The "poison" genes you're referencing (e.g., Bt11) are currently based on proteins that are produced by soil bacteria, bacteria naturally found in milk, and other things that humans have been consuming for centuries and that are in many cases applied to organic crops as well. They have also been tested according to both USDA and EPA regulatory standards (in the US, pest control GM traits are regulated by both agencies whereas herbicide tolerance traits are only regulated by the USDA). At this point it is not a question of whether or not they have been tested, but whether they have been tested to a sufficient degree. My personal opinion is that given that they have been tested (both scientifically in controlled experiments and by default through market exposure) far more thoroughly than anything else I consume short of pharmaceuticals, I am OK with them. Beyond my personal comfort level I would challenge anyone to come up with a scientifically defendable justification to require greater testing that would not logically require much greater testing of non-GM foods as well.
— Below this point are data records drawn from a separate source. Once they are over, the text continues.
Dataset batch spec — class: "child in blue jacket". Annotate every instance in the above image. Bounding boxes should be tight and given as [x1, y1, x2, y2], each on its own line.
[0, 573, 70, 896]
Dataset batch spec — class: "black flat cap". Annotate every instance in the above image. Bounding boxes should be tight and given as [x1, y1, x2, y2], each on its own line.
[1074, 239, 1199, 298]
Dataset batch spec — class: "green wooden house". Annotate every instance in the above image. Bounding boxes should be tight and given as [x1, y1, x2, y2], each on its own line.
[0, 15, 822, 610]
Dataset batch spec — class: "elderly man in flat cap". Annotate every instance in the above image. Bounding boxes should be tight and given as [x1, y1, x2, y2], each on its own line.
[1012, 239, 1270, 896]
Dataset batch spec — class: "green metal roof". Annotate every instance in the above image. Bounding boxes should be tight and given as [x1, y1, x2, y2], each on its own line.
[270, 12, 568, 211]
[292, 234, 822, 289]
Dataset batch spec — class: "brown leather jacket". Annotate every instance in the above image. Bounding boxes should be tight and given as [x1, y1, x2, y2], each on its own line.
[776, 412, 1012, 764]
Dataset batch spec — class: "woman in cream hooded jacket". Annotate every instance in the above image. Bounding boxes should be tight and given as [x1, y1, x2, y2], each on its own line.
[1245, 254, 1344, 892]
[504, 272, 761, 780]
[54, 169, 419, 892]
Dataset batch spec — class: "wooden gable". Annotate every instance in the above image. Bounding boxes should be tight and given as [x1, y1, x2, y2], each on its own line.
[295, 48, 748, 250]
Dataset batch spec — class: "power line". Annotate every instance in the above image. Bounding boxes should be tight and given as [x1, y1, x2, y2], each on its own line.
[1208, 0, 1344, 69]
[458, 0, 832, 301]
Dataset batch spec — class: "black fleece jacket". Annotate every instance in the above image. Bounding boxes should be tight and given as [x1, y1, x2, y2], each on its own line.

The problem is not that there is a lack of "clear thinking" regarding GMOs. The problem is that the ratio of rational thought to irrational thought is unfortunately very small, and the ratio of rational communication vs. irrational communication regarding the issue is even worse. These difficulties are also compounded by the unfortunate fact that many people conflate GMOs with IP laws, religious beliefs, personal philosophy, etc.
It is the wholesale rejection of an entire body of science and technology on non-scientific bases that will affect both Europe's ability to contribute to scientific progress in those areas and its ability to produce its own food.
In other words you have confused the direction of the cause and effect relationship between scientific progress and food production in this case.